Produced by Paula Arroyo, Elena Fortes and Portillo Padua. Jungle girls Featuring cinematography by Martin Puig, music by Hannah Bell, and sound design by Javier Ompérez.
Lorenzo Mora Salazar is the editor.
“Mushroom hunters often say that mushrooms find you. In my case, mushrooms found me just as I was looking for ways to confront the apocalyptic narratives of the present,” Portillo Padua said in a statement to the outlet. “The apocalyptic story is one we know all too well. It slaps us in the face every time we turn on the news or look at our phones: genocide, mass extinctions, climate emergencies, an arc of history that seems to bend toward fascism. And our present increasingly resembles a science-fiction dystopia. If we want to imagine other possible futures, we must imagine other kinds of stories. This film starts with listening to the fungus.” “They suggest that there is a renewal in the death and decay that we humans have become accustomed to fearing,” she offers.

The director pursued her goal of creating a “cinema of interdisciplinary alliances,” in this case, “a collaboration between foragers, indigenous communities, scientists, filmmakers, artists, and mycologists.”
says Portillo Padua THR This is a book by Ursula K. Le Guin The carrier bag theory in fictionwhich redefines technology as a cultural transmission bag, inspired the film. “This story began with questions rather than answers—with Ursula K. Le Guin’s idea of the carrier bag, and the mysteries it contains: what’s inside it, and who’s carrying it,” she shares. “We want to take the audience on an unexpected journey, one that invites them to listen and experience the world around them in a completely different way.”
Pointing out that the film uses an “innate lens,” producer Arroyo echoes this. “We want to invite the audience to be guided by the mushroom and its female allies through a story of cooperation between humans and non-humans – a woven web of interdependence,” she highlights.
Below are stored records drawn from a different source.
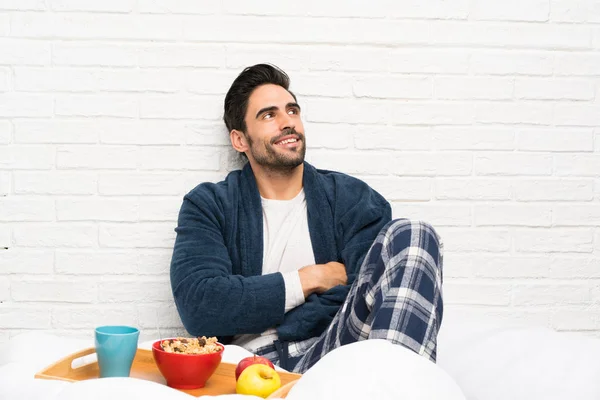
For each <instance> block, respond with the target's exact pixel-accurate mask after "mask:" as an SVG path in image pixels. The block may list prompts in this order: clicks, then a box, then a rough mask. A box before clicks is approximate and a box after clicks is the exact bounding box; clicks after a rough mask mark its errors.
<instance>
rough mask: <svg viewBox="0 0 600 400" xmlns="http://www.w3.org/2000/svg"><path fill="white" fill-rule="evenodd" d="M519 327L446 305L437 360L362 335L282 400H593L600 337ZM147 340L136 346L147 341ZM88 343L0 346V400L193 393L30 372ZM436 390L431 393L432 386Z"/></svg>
mask: <svg viewBox="0 0 600 400" xmlns="http://www.w3.org/2000/svg"><path fill="white" fill-rule="evenodd" d="M520 325H522V324H520ZM520 325H519V324H516V325H515V324H507V323H505V322H503V321H502V322H499V321H495V320H493V319H488V318H482V317H481V316H477V317H476V318H474V317H473V316H468V315H458V314H453V313H452V312H450V310H448V311H447V312H446V315H445V316H444V323H443V327H442V331H440V336H439V340H438V363H437V365H436V364H433V363H430V362H426V363H423V362H422V361H425V360H422V359H420V358H419V357H418V356H416V355H415V354H413V353H411V352H410V351H409V350H406V349H404V348H402V347H401V346H395V345H391V344H389V343H387V342H384V341H376V340H370V341H366V342H360V343H356V344H352V345H348V346H345V347H342V348H340V349H338V350H335V351H333V352H331V353H330V354H328V355H327V356H326V357H324V358H323V360H321V361H320V362H319V363H317V364H316V365H315V366H314V367H313V369H311V370H310V371H309V372H307V373H306V374H305V375H304V376H303V377H302V378H301V379H300V381H299V382H298V383H297V384H296V386H295V387H294V388H293V389H292V391H291V392H290V394H289V395H288V399H289V400H301V399H302V400H305V399H314V400H318V399H326V398H339V399H341V398H344V399H371V398H377V399H381V400H385V399H388V398H389V399H398V398H402V399H403V400H418V399H424V397H421V396H422V395H423V394H425V393H428V396H429V398H435V399H436V400H463V399H464V398H466V399H468V400H501V399H502V400H505V399H511V400H537V399H540V400H541V399H543V400H563V399H564V400H566V399H577V400H597V399H600V378H599V377H600V339H597V338H593V337H588V336H583V335H580V334H569V333H557V332H554V331H552V330H549V329H544V328H536V327H524V326H520ZM32 343H34V344H36V345H32ZM150 343H151V342H146V343H144V344H142V345H141V347H145V348H149V344H150ZM91 346H93V343H92V340H91V339H90V340H75V339H72V338H68V339H67V338H61V337H56V336H51V335H45V334H40V333H26V334H22V335H19V336H17V337H14V338H12V339H11V340H10V341H9V343H8V346H6V348H4V349H0V400H17V399H26V400H74V399H86V400H87V399H91V400H94V399H98V400H100V399H102V400H107V399H110V400H121V399H123V400H125V399H127V400H130V399H132V398H141V397H140V396H141V393H145V394H144V396H145V397H146V398H160V399H162V400H179V399H181V400H185V399H190V398H193V397H191V396H189V395H187V394H183V393H181V392H178V391H176V390H173V389H170V388H168V387H165V386H163V385H159V384H156V383H152V382H146V381H141V380H136V379H129V378H113V379H98V380H91V381H87V382H79V383H74V384H73V383H67V382H58V381H45V380H37V379H35V380H34V379H33V376H34V374H35V373H36V372H38V371H39V370H41V369H43V368H44V367H46V366H48V365H50V364H52V363H53V362H55V361H56V360H58V359H60V358H61V357H63V356H65V355H68V354H71V353H73V352H75V351H77V350H80V349H83V348H87V347H91ZM248 355H250V353H249V352H247V351H246V350H244V349H242V348H240V347H237V346H227V348H226V351H225V353H224V360H225V361H228V362H232V363H237V362H238V361H239V360H240V359H242V358H243V357H246V356H248ZM368 360H375V361H368ZM459 387H460V389H458V388H459ZM334 388H335V396H332V393H333V392H332V391H330V390H332V389H334ZM436 388H437V389H439V390H438V392H436V393H435V394H434V393H433V392H431V390H433V389H436ZM461 392H462V393H461ZM463 395H464V397H463ZM218 397H219V399H234V398H244V399H250V398H251V397H248V396H234V395H229V396H218ZM205 398H208V397H205Z"/></svg>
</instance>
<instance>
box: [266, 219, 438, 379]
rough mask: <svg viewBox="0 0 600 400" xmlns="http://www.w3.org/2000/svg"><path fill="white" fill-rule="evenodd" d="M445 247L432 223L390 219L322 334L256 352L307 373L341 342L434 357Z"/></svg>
mask: <svg viewBox="0 0 600 400" xmlns="http://www.w3.org/2000/svg"><path fill="white" fill-rule="evenodd" d="M442 250H443V246H442V243H441V240H440V238H439V237H438V235H437V234H436V232H435V231H434V229H433V228H432V227H431V226H430V225H429V224H427V223H424V222H420V221H411V220H407V219H399V220H394V221H391V222H390V223H388V224H387V225H386V226H385V227H384V228H383V229H382V230H381V232H380V233H379V235H378V236H377V238H376V239H375V242H374V243H373V245H372V246H371V248H370V249H369V252H368V253H367V255H366V257H365V260H364V262H363V264H362V266H361V269H360V273H359V274H358V276H357V278H356V280H355V281H354V283H353V284H352V286H351V288H350V292H349V294H348V297H347V298H346V301H345V302H344V304H343V305H342V307H341V308H340V310H339V311H338V313H337V314H336V316H335V317H334V319H333V321H332V322H331V324H330V325H329V327H328V328H327V329H326V330H325V331H324V332H323V333H322V334H321V336H319V337H315V338H310V339H307V340H303V341H297V342H287V343H281V342H279V341H275V343H273V344H272V345H269V346H265V347H261V348H259V349H257V350H256V351H255V352H256V353H257V354H259V355H262V356H265V357H267V358H269V359H271V360H272V361H273V362H274V363H275V364H278V365H279V366H281V367H282V368H284V369H287V370H288V371H293V372H298V373H303V372H305V371H306V370H308V369H309V368H310V367H311V366H313V365H314V364H315V363H316V362H317V361H319V360H320V359H321V358H322V357H323V356H325V354H327V353H328V352H330V351H331V350H333V349H335V348H337V347H340V346H343V345H346V344H349V343H353V342H356V341H359V340H365V339H386V340H389V341H390V342H392V343H395V344H400V345H402V346H405V347H407V348H409V349H411V350H413V351H414V352H416V353H417V354H420V355H423V356H424V357H427V358H428V359H430V360H431V361H433V362H435V360H436V345H437V334H438V330H439V329H440V325H441V322H442V314H443V303H442Z"/></svg>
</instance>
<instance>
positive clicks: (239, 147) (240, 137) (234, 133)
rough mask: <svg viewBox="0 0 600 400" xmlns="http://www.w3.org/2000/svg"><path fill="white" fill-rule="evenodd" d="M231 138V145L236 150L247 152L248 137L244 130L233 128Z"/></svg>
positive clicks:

Producer Fortes, founder of Fiascocrafts, also emphasizes the goal of changing conventions through a feminine lens. “We set out to change the way we tend to experience and navigate the world with this film,” she says. “At its heart stands a woman carrying a basket, spreading germs and knowledge – a bastion of resistance and renewal. In contrast to the man wielding a sword, ravaging the land and claiming it, she reclaims and reimagines the future. In collaboration with the beings with whom she shares her world, she cultivates possibilities, rooted not in domination, but in reciprocity, renewal, and care.”
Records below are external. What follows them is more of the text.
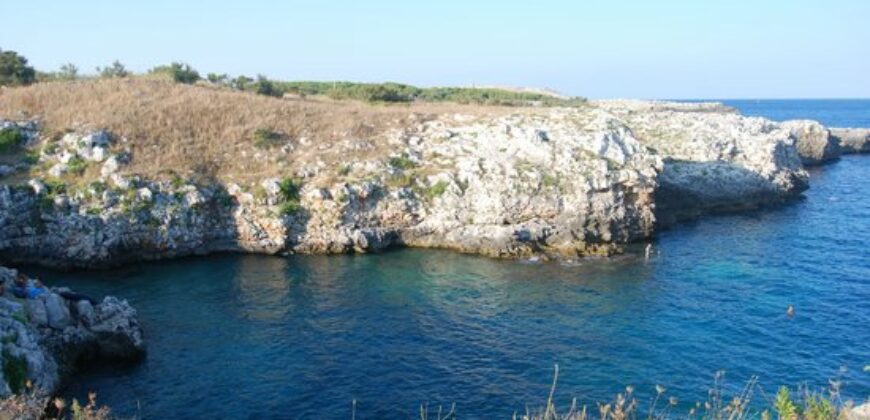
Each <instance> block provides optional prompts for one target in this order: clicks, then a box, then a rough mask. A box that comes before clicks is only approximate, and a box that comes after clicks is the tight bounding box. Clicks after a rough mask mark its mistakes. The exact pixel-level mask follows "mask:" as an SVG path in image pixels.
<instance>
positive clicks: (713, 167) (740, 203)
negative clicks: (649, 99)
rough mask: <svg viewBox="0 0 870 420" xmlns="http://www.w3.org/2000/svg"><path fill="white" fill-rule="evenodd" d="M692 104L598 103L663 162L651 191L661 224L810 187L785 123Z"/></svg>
mask: <svg viewBox="0 0 870 420" xmlns="http://www.w3.org/2000/svg"><path fill="white" fill-rule="evenodd" d="M691 105H692V104H683V106H682V107H680V108H676V109H677V110H674V109H675V108H668V107H648V108H640V109H638V108H637V107H635V108H630V107H625V106H624V105H623V104H622V103H620V102H618V101H617V102H606V103H604V104H603V106H604V107H607V108H610V109H612V110H613V112H615V113H616V114H617V115H619V116H620V117H621V118H624V119H625V121H626V122H627V124H628V126H629V127H631V128H632V129H633V130H634V132H635V134H636V135H637V137H638V139H640V141H641V143H643V144H644V145H645V146H647V147H648V148H650V149H651V150H653V151H654V152H655V153H656V154H658V155H660V156H661V157H662V158H663V159H664V161H665V164H664V170H663V171H662V173H661V176H660V177H659V189H658V190H657V191H656V206H657V207H656V217H657V219H658V222H659V224H660V225H663V226H666V225H669V224H671V223H674V222H676V221H678V220H682V219H687V218H693V217H697V216H699V215H702V214H705V213H711V212H713V213H715V212H729V211H738V210H744V209H752V208H756V207H759V206H762V205H768V204H773V203H778V202H782V201H784V200H787V199H789V198H792V197H795V196H797V195H799V194H800V193H801V192H802V191H804V190H806V189H807V188H808V176H807V173H806V172H805V171H804V170H803V168H802V165H801V158H800V155H799V153H798V149H797V147H796V145H795V138H794V137H793V136H792V133H791V131H790V130H789V129H787V128H785V127H782V126H781V125H779V124H776V123H774V122H771V121H768V120H765V119H762V118H749V117H744V116H741V115H739V114H737V113H733V112H719V111H717V110H716V109H715V108H713V110H712V111H711V106H710V105H708V104H698V105H696V107H697V108H692V106H691Z"/></svg>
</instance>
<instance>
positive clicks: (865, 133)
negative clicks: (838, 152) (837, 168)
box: [831, 128, 870, 155]
mask: <svg viewBox="0 0 870 420" xmlns="http://www.w3.org/2000/svg"><path fill="white" fill-rule="evenodd" d="M831 136H833V137H835V138H837V139H838V140H839V141H840V148H841V150H842V152H843V154H844V155H845V154H853V153H870V128H832V129H831Z"/></svg>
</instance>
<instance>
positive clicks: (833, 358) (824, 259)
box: [45, 124, 870, 419]
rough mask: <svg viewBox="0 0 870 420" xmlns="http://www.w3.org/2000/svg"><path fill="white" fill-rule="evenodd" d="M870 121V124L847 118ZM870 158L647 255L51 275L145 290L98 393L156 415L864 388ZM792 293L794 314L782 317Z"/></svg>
mask: <svg viewBox="0 0 870 420" xmlns="http://www.w3.org/2000/svg"><path fill="white" fill-rule="evenodd" d="M851 125H856V124H851ZM868 179H870V156H851V157H846V158H844V159H842V161H840V162H839V163H836V164H833V165H830V166H827V167H824V168H821V169H818V170H814V171H813V172H812V178H811V189H810V190H809V191H808V192H807V193H806V199H805V200H802V201H799V202H797V203H794V204H792V205H789V206H786V207H783V208H778V209H773V210H768V211H763V212H753V213H746V214H741V215H733V216H721V217H711V218H706V219H703V220H701V221H698V222H696V223H691V224H685V225H681V226H679V227H677V228H674V229H671V230H668V231H665V232H662V233H661V234H660V235H659V236H658V238H656V240H655V241H654V245H653V250H654V252H653V256H652V258H651V260H650V261H644V260H643V258H640V257H639V256H638V255H637V254H638V252H637V251H638V250H636V249H635V250H632V251H633V252H632V253H629V254H628V255H626V256H624V257H620V258H615V259H612V260H584V261H580V262H579V263H575V264H560V263H541V264H533V263H529V262H522V261H499V260H492V259H487V258H482V257H476V256H469V255H460V254H456V253H452V252H447V251H429V250H401V251H395V252H387V253H383V254H377V255H365V256H329V257H327V256H294V257H289V258H282V257H265V256H240V255H216V256H210V257H204V258H194V259H184V260H176V261H168V262H158V263H145V264H139V265H134V266H130V267H127V268H124V269H120V270H113V271H105V272H79V273H72V274H70V273H66V274H64V273H51V272H45V274H47V277H48V279H49V280H50V281H51V282H52V283H55V284H67V285H70V286H73V287H75V288H77V289H80V290H83V291H85V292H88V293H91V294H95V295H101V294H114V295H118V296H121V297H124V298H127V299H129V300H130V302H131V303H132V304H133V305H134V306H135V307H136V308H137V309H138V310H139V314H140V317H141V320H142V322H143V324H144V327H145V330H146V335H147V337H146V338H147V340H148V345H149V354H148V357H147V359H146V360H145V361H144V362H143V363H142V364H140V365H137V366H133V367H127V368H120V367H117V366H104V367H97V368H95V369H92V370H90V371H89V372H88V373H87V374H85V375H83V376H80V377H79V378H78V380H77V381H76V382H75V383H73V384H72V385H71V387H70V389H69V390H68V392H67V395H68V396H78V397H79V398H82V397H83V396H85V395H86V393H87V391H88V390H95V391H97V393H98V395H99V400H100V401H101V402H102V403H105V404H108V405H110V406H111V407H113V409H114V410H115V412H117V413H119V414H123V415H138V416H141V417H144V418H158V419H159V418H201V417H209V418H252V419H253V418H350V416H351V404H352V401H353V400H356V401H357V418H362V419H375V418H412V417H415V416H417V413H418V410H419V404H421V403H425V402H428V403H429V405H430V407H434V406H437V405H439V404H443V405H449V404H451V403H454V402H455V403H456V407H457V411H458V413H459V414H460V417H461V418H509V417H510V415H511V414H512V413H513V412H514V411H515V410H519V411H522V410H524V408H525V406H526V404H531V405H533V406H540V405H542V404H544V402H545V400H546V396H547V393H548V390H549V387H550V383H551V380H552V368H553V365H554V364H557V363H558V364H559V366H560V370H561V373H560V376H559V386H558V389H557V393H556V398H557V401H558V402H560V403H561V404H565V405H567V404H569V403H570V399H571V398H573V397H576V398H578V400H579V401H580V402H581V403H586V404H592V405H594V403H595V402H596V401H605V400H608V399H609V398H612V396H613V395H614V394H615V393H616V392H619V391H621V390H622V389H623V387H624V386H625V385H629V384H631V385H633V386H634V387H635V388H636V390H637V391H636V392H637V393H638V394H639V396H640V397H641V399H642V403H641V405H642V406H643V407H645V406H646V404H647V398H649V397H650V396H651V395H652V392H653V389H654V385H655V384H662V385H664V386H666V387H667V388H668V391H667V394H668V395H675V396H677V397H678V398H679V400H680V401H681V404H683V405H687V404H691V403H693V402H694V401H696V400H703V399H704V398H705V397H706V393H707V389H708V388H709V387H710V386H711V385H712V384H713V376H714V373H715V372H716V371H717V370H720V369H723V370H725V371H726V372H727V373H726V380H727V384H728V387H729V388H728V389H729V390H731V391H734V390H736V389H737V388H739V387H741V386H742V385H743V384H744V383H745V382H746V381H747V380H748V379H749V378H750V377H751V376H752V375H758V376H759V383H760V384H761V385H762V389H763V390H764V391H765V393H762V392H760V391H759V392H756V394H755V401H756V402H757V403H763V402H764V400H765V398H770V397H771V394H772V393H774V392H775V389H776V387H777V386H778V385H780V384H786V385H797V384H800V383H803V382H805V381H806V382H807V383H808V384H809V385H810V386H811V387H823V386H826V384H827V380H828V379H829V378H840V379H841V380H842V381H843V383H844V394H845V395H846V396H849V397H852V398H858V399H864V398H867V397H868V396H870V373H868V372H864V371H863V368H864V366H866V365H870V252H868V251H870V249H868V246H870V245H868V244H870V194H868V191H867V180H868ZM790 304H791V305H794V307H795V308H796V316H795V318H793V319H789V318H788V317H787V316H786V314H785V309H786V307H787V306H788V305H790Z"/></svg>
Executive producer Caitlin May Burke, head of production and development at Sandbox Films, sees the film as a perfect fit with the company’s mission of “expanding perspectives,” saying it “challenges a single or linear path of knowledge, embracing the interconnectedness of academic learning, generations and cultures in gaining understanding of our natural world.”
Executive producer Maxine Franklin adds: “By weaving together ancestral knowledge and science, Otilia’s broad, visionary direction invites us to see the world in alternative ways.”
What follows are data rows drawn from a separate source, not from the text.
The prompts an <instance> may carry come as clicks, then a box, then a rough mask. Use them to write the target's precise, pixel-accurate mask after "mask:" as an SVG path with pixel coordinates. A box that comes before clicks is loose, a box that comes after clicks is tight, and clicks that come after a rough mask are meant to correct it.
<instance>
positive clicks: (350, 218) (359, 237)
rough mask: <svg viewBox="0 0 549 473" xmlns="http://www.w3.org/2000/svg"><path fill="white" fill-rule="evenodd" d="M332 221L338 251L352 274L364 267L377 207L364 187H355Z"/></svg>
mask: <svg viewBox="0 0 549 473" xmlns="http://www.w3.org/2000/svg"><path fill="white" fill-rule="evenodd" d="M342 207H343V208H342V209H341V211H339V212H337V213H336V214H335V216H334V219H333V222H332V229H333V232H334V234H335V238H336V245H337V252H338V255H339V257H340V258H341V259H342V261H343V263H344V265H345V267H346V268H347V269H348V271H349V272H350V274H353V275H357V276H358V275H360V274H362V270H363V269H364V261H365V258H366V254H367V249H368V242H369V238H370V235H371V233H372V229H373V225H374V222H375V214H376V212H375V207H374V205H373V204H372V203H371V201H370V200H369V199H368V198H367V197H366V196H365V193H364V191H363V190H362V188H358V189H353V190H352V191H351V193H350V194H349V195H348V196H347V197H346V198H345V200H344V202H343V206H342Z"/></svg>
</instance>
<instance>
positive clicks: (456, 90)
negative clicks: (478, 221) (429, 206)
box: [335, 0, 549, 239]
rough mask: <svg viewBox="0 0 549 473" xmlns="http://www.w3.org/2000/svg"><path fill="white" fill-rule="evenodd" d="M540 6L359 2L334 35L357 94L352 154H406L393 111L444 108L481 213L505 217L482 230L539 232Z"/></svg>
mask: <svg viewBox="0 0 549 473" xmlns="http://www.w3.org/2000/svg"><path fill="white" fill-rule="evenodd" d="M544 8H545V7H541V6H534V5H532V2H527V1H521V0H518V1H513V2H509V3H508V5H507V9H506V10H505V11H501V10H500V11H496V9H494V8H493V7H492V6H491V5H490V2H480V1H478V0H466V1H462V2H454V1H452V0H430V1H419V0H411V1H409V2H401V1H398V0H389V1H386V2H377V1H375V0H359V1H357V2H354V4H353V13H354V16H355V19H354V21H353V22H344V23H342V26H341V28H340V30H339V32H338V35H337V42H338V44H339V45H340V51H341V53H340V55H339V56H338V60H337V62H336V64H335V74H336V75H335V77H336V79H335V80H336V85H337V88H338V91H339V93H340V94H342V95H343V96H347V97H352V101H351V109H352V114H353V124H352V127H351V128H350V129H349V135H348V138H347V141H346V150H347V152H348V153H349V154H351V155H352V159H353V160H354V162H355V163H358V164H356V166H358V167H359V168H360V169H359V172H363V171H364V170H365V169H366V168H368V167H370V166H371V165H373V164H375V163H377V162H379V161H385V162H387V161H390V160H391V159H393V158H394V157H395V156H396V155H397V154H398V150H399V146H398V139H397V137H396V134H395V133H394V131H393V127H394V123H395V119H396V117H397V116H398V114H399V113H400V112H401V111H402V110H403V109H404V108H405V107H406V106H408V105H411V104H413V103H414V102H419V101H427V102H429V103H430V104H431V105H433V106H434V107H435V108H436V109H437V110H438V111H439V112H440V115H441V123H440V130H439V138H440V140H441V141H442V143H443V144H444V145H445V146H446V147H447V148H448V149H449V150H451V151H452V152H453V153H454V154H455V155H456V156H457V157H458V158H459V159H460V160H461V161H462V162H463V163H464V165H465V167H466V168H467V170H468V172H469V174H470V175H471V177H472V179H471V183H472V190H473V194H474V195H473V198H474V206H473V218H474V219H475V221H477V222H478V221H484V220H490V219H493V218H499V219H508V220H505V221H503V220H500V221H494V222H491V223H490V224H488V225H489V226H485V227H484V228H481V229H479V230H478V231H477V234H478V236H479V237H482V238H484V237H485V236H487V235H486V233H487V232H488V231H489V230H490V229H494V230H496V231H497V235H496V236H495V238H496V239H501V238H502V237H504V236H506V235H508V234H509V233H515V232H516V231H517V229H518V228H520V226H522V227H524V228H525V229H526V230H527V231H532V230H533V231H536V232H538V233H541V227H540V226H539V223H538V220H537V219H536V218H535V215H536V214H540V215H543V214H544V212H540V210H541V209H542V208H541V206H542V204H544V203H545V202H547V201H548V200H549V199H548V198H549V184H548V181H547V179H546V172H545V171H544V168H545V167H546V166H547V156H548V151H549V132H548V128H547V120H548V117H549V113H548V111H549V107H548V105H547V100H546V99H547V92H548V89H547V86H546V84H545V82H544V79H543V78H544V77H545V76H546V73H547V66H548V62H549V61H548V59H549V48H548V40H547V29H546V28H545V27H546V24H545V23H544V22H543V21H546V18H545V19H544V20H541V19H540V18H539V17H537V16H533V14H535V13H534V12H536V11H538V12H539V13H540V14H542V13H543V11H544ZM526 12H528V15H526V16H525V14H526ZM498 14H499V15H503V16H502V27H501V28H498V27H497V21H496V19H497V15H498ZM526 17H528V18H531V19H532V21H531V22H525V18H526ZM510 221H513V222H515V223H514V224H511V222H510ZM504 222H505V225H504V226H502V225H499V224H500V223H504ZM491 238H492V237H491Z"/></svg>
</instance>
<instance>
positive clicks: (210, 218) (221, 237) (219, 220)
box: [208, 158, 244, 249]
Maestro shares how the audio and visual elements of the film are brought together in the production Jungle girls An extraordinary sensory experience. “Otilia has made a film of rare artistic skill – as mysterious as the kingdom of Funja itself,” she says. “Through poignant, evocative images and richly layered sound design, it weaves together science and Indigenous knowledge, revealing them not as opposing forces but as wisdom traditions moving side by side.”
Are you ready to join the director to explore whether what you’re seeing and hearing is a talking mushroom? Or just curious about a trippy cinematic journey? Whatever your motivation, you can check out an exclusive trailer for it Jungle girls here.